“Not so,” the parson answered. “Thou canst not come to her afore they land, by the way round; and thou canst not go over the cliff; but I can, for I 've climbed these slippery walls up and down since I was six year old.” His blue eyes sparkled like that blue sea below; he was tucking up his gown about his waist.

“To warn the knight and bring aid to thy parish is thy devoir; 't is mine to succour the maid,” quoth the peddler very hot. His eyes were blue likewise, and eerie in the midst of his brown visage.

So they looked each into the heart of the other, angrily; and all the while that French ship was coming in. Then the young parson drooped his head, and “Not for mine own sake, but the maid's, let me go over the cliff, brother,‘ he said. ’Think on the maid! If they find her alone on the shore, or if they take her fleeing up to the village, of what avail were my love then, or thine?”

The peddler put his two hands to his mouth and called out, trying to make the maid hear him. But the wind drove his voice backward over the land; and the ship came on with the wind. Then the peddler groaned and, with never a look nor a word for the priest, he set off to run to where the manor-house was distant two good miles. When the priest looked over the cliff, the maid was already running up the coombe to the mill that stood in the brook's way. Nevertheless, he began to go down the cliff.

So soon as Calote saw that little ship, she knew what was to happen; for the villagers on the coast had told her many tales of how the French were like to come any day and burn and pillage; and how the men of Cornwall had been so harassed that they had demanded fighting men to be sent down to protect them and their coast; and the Commons desired that those lords who had estates by the sea should dwell upon them to succour their people.

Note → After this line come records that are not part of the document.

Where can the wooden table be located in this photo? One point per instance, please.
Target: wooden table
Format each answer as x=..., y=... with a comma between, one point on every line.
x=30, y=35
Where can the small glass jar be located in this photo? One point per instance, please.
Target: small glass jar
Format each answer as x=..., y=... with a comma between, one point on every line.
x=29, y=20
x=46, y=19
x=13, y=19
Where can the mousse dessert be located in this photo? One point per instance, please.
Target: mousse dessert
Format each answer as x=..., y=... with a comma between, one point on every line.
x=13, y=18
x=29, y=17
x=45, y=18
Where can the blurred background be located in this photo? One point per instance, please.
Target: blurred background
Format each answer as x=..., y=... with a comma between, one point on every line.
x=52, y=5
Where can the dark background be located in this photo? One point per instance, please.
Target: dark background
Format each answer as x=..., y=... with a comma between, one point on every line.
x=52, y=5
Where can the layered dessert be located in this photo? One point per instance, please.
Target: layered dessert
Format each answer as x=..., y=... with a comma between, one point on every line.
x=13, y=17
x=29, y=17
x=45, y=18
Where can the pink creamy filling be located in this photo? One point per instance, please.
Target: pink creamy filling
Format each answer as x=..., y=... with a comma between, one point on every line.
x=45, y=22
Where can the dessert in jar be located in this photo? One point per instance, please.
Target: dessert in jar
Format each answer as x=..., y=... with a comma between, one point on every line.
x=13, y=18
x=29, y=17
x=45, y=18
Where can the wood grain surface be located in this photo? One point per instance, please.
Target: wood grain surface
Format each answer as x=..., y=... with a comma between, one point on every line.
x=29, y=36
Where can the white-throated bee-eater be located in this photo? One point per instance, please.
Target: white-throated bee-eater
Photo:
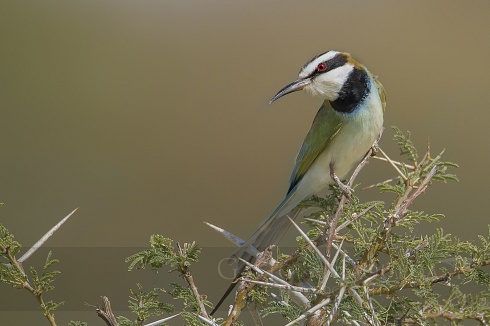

Calote stood a moment looking out. This was a little ship, and but one; might not these villagers overcome a few French and take them prisoners? Here would be a tale to tell! Immediately she sped up the coombe to the mill, and:—

“The French are coming,” quoth she breathless. “Bar thy door!”

“And so be burnt like a swallow in a great-house chimney,” said the miller. “Not I,” and calling to his wife and his man, and snatching up his youngest, he made ready to go with Calote.

“But I 'll bring succour,” she protested. “Wilt thou leave all the good corn to pillage?”

“Yea, I will,” answered the miller. “The murderers shall sooner have my corn than my company.”